The Ghost of Christmas Past Presents: BLACK CHRISTMAS (1974)
BLACK CHRISTMAS (1974)
Review by L.L. Soares
Who would have guessed that the guy who gave us PORKY’S back in 1982 would also be the guy to give us two Christmas classics. Yes, TWO. The first one that comes to mind for most people is the movie Bob Clark made in 1983, and which has gone on to become a Christmastime juggernaut – A CHRISTMAS STORY. The story of Little Ralphie and his BB gun seems to be playing in a constant loop in the latter part of December. It’s become as much of a holiday staple as IT’S A WONDERFUL LIFE and A CHRISTMAS CAROL. And I’ll admit, it’s a fun movie, as long as you don’t sit in front of the television for days on end watching it 150 times in a row.
But Clark also gave us 1974’s BLACK CHRISTMAS (also known as SILENT NIGHT, EVIL NIGHT), one of the first of the Christmas slasher films. And one of the best.
It may be the most famous of Clark’s early horror movies, probably because it was remade (badly) in 2006.
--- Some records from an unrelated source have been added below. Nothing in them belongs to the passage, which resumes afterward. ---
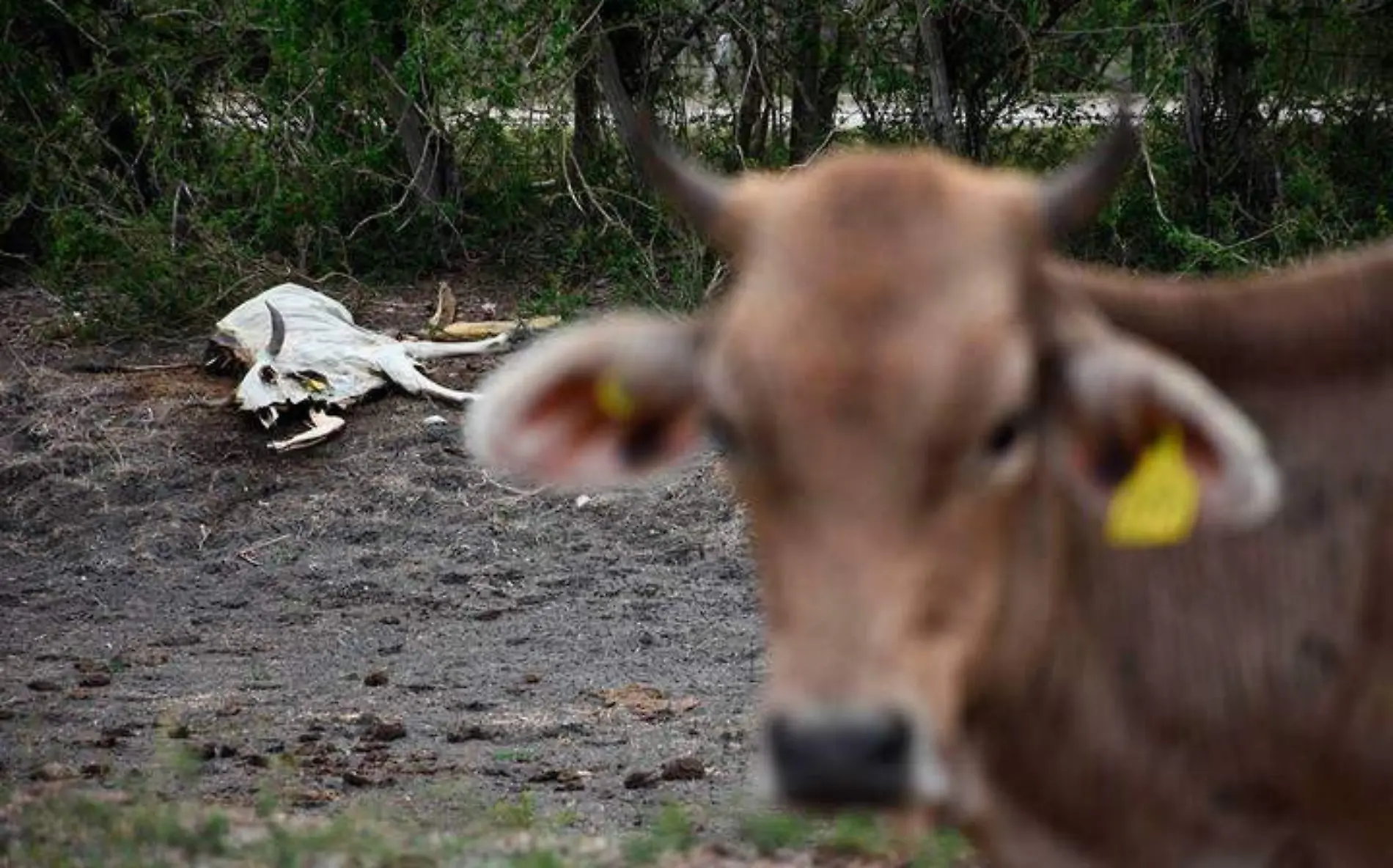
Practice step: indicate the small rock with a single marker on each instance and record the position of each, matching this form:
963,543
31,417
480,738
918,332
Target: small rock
309,798
471,732
54,770
684,768
570,781
357,779
179,640
388,730
210,750
640,781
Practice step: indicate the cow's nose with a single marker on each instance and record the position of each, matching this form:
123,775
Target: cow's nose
842,761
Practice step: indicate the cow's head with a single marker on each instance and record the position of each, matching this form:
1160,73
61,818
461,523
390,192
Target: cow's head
902,400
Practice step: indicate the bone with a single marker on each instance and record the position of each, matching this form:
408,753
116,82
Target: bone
427,350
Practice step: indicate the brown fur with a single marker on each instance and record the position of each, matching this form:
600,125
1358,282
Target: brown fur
1130,708
1227,701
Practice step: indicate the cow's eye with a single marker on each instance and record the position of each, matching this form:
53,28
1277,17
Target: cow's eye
1007,433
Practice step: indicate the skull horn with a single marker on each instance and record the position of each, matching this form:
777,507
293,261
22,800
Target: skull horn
278,332
1074,196
696,194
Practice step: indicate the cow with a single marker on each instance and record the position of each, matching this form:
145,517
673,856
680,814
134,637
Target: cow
1088,563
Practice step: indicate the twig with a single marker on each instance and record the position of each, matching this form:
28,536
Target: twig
247,553
512,490
100,368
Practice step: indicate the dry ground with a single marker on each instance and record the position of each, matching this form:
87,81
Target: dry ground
374,623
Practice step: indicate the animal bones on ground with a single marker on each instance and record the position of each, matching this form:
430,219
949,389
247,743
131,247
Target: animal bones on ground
303,349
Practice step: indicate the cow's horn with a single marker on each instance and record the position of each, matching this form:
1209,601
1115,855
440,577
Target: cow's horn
696,194
278,332
1074,196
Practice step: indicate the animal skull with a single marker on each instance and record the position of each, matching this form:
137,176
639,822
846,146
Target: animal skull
303,349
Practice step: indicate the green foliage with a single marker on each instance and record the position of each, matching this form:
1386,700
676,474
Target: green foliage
159,162
672,832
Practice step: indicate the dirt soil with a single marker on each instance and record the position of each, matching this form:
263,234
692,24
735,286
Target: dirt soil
378,608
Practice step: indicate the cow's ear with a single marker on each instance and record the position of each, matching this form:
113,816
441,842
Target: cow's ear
1151,448
595,405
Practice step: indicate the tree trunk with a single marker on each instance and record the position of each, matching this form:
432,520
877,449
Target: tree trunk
750,137
820,51
585,103
936,113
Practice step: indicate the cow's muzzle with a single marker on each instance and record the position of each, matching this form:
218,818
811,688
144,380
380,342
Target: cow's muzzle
850,760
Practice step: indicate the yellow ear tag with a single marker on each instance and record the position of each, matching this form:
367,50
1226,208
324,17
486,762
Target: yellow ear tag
1158,504
613,399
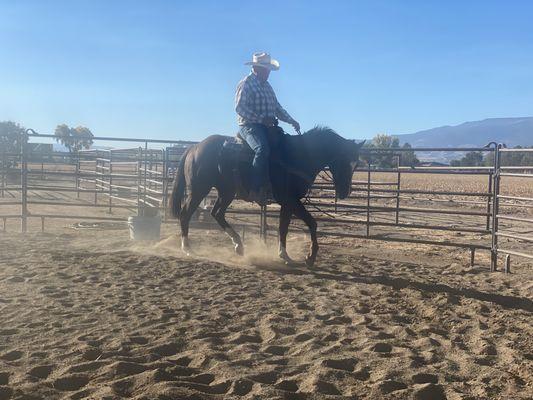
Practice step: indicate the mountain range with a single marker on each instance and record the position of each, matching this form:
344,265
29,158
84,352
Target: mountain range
511,131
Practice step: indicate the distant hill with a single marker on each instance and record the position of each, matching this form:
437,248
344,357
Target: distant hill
511,131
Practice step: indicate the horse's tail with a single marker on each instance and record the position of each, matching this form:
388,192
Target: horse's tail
178,191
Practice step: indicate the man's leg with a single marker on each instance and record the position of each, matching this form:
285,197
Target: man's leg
256,137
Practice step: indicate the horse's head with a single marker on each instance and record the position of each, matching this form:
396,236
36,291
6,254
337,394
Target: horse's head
343,167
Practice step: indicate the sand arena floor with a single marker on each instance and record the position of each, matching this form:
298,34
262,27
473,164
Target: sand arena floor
91,315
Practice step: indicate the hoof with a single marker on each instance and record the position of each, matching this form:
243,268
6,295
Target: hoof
239,249
285,257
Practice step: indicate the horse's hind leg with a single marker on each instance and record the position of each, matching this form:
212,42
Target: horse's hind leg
191,204
219,213
300,212
284,222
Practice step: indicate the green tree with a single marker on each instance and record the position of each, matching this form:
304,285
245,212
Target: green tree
74,139
408,158
10,133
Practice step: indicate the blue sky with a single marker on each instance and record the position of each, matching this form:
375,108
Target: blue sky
168,69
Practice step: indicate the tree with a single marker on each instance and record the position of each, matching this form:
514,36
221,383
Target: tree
408,158
10,133
387,158
74,139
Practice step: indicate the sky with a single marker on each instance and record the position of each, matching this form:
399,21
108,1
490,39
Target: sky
168,69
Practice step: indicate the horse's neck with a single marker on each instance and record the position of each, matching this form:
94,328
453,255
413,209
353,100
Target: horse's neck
313,153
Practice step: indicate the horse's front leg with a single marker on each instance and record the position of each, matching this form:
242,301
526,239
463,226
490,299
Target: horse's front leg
300,212
284,222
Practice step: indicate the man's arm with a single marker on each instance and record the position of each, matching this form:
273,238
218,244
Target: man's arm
284,116
241,104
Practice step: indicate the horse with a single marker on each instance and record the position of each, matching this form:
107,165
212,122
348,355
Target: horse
303,157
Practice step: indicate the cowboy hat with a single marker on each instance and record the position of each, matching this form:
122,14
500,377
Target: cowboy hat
264,60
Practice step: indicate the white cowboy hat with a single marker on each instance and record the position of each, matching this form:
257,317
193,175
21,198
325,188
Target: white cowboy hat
264,60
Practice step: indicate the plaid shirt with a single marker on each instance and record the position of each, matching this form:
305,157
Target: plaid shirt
255,100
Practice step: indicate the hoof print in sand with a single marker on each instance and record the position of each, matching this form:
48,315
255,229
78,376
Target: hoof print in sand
71,383
287,385
429,391
265,377
424,378
12,355
241,387
166,350
276,350
4,378
381,348
5,393
390,386
345,364
41,371
317,385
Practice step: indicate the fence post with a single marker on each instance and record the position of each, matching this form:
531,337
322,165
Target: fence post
4,168
368,198
263,223
110,191
165,183
77,175
489,199
398,183
495,209
139,164
23,182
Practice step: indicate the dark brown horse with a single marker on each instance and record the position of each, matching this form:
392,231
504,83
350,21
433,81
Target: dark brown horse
304,157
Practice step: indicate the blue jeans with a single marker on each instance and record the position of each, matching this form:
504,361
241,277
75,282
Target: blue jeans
256,137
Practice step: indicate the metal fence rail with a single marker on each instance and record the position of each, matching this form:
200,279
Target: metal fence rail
132,179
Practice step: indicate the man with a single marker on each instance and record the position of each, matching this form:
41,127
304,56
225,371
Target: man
257,108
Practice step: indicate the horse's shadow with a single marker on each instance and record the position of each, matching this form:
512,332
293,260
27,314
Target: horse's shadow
511,302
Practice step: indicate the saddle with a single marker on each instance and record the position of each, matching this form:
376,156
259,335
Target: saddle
236,159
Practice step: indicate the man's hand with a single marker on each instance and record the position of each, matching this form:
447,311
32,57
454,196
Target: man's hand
269,121
296,127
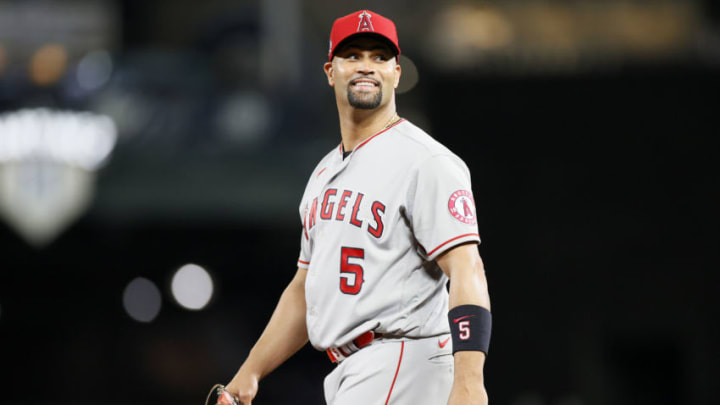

In BLACK CHRISTMAS, a deranged killer breaks into a sorority house, hides in the attic, and takes his time killing some of the girls who are left behind during the holiday (most of the girls have gone home to see their families). The killer has contacted them before this— by way of obscene phone calls that have plagued the house for a while. The killer says his name is “Billy” and his phone calls are pretty damn weird: he speaks in different voices and seems to be totally wacko.
One of the girls, Claire (Lynne Griffin) disappears, just before her father (James Edmond) comes to the college to pick her up, so he goes to the police, who are at first not very helpful, but grow more concerned as other murders pile up.
The other “girls” include Jessica (Olivia Hussey), the sensible lead; Barbie (a young Margot Kidder—most famous as later being Louis Lane in the Christopher Reeve SUPERMAN movies—and I have to admit she’s pretty hot in this movie!), who likes to drink too much and tell dirty stories; Phyllis (known as “Phil” and played by Andrea Martin of SCTV, in a rare dramatic role) who is the nerdy one; and house mother Mrs. Mac (Marian Waldman), who’s always sneaking drinks and shouting for her cat. And the cop who investigates the case, Lt. Fuller, is played by genre icon John Saxon.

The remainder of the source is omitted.